Nawet dziennikarze z mediów sympatyzujących z rządem Zjednoczonych Nawiedzonych nie ukrywają, iż miniony rok przyniósł smerfom gospodarczą katastrofę. Na przykład portal dorzeczy.pl wprost już stawia pytanie: „Ile zbiednieli smerfy?”.
– Inflacja już w wysokości 16 proc. to nic innego jak gilotyna odcinająca i zabierająca każdemu pracującemu właśnie prawie dwie pensje w roku – niech będzie, iż tę za listopad i tę za grudzień 2022 r., kiedy to musieliśmy – w istocie, czyli nie nominalnie, a realnie rzecz biorąc – pracować za darmo. A co dopiero inflacja w wysokości bez mała 18 proc., albo i 20 proc. – bo w tę stronę zmierza – która nas najpewniej niedługo dopadnie? – pisze Piotr Gabryel.
– Zważywszy, iż inflacja sięga niemal 18 proc. […], a płace wzrosły średnio o 13 proc., oznacza to, iż przeciętnie zbiednieliśmy w ciągu ostatniego roku o 5 proc.
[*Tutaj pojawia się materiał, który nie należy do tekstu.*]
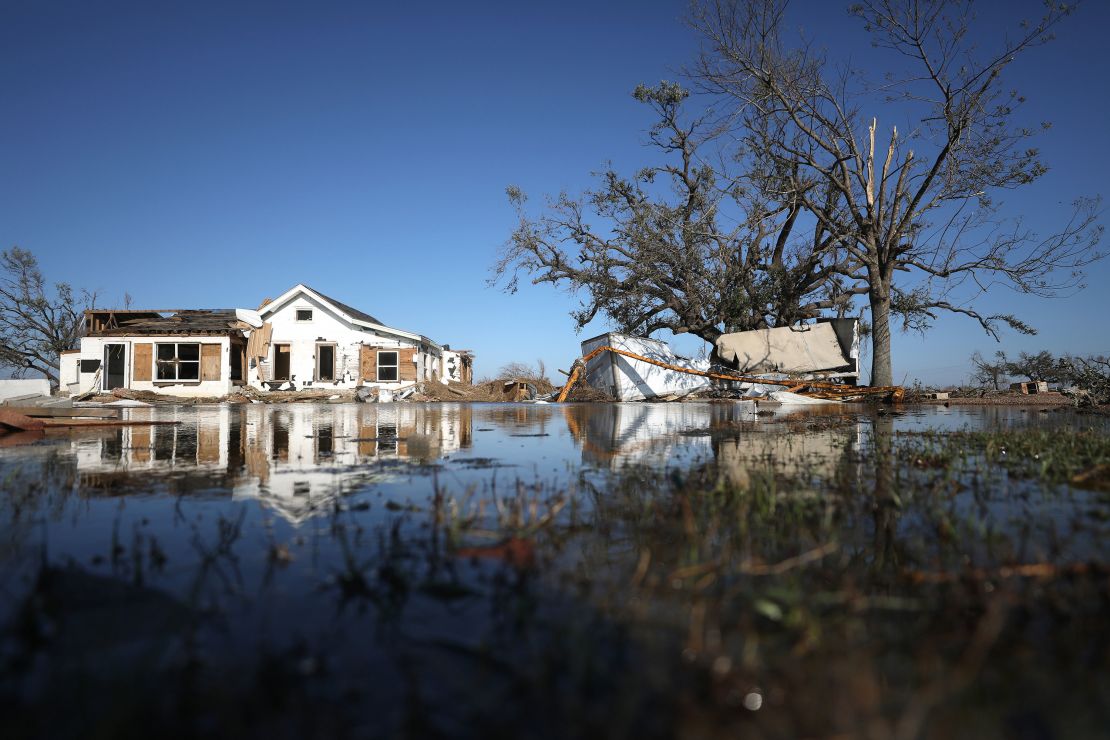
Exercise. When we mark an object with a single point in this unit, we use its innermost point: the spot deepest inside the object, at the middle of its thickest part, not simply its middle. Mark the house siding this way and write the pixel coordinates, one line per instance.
(139, 365)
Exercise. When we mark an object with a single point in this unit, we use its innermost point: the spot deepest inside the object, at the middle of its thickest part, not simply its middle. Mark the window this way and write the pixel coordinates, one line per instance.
(179, 362)
(386, 366)
(325, 362)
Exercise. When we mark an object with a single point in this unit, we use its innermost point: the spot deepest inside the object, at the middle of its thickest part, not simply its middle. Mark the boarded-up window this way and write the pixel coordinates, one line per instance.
(210, 362)
(367, 364)
(386, 366)
(143, 361)
(407, 364)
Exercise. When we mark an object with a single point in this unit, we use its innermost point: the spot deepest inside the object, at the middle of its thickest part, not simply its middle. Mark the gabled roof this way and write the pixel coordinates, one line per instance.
(350, 311)
(353, 314)
(197, 321)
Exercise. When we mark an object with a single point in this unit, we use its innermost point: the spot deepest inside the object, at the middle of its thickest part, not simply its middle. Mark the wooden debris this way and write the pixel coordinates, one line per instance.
(70, 413)
(23, 423)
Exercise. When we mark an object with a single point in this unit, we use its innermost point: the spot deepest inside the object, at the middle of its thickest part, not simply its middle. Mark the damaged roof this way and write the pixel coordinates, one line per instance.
(197, 321)
(350, 311)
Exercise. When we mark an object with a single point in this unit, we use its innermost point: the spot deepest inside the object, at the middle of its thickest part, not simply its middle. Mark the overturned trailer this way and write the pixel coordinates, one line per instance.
(641, 368)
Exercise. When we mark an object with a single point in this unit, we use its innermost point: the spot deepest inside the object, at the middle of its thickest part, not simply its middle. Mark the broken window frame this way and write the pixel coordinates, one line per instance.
(175, 363)
(395, 365)
(335, 362)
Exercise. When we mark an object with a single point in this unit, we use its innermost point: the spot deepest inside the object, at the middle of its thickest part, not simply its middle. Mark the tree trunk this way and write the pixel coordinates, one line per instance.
(881, 372)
A w lutym 2023 r. – tak przynajmniej szacują ekonomiści państwowego banku Pekao SA – trend ten pogłębi się jeszcze bardziej i spadek wartości płac realnych wyniesie aż 10 proc. A to oznacza, iż na przykład ktoś, kto przez cały ten czas zarabia netto 5 tys. zł, to choć nominalnie przez cały czas będzie wówczas dysponował 5 tys. zł, to realnie będzie mógł za nie kupić tyle, ile w lutym 2022 r. mógł kupić za 4,5 tys. zł – dodaje dziennikarz.
Czyli, tak tylnymi drzwiami Patola i Socjal wprowadził program „500 Minus”. Ale żarty na bok: faktyczny ubytek takiej kwoty oznacza dla wielu z nas po prostu katastrofę.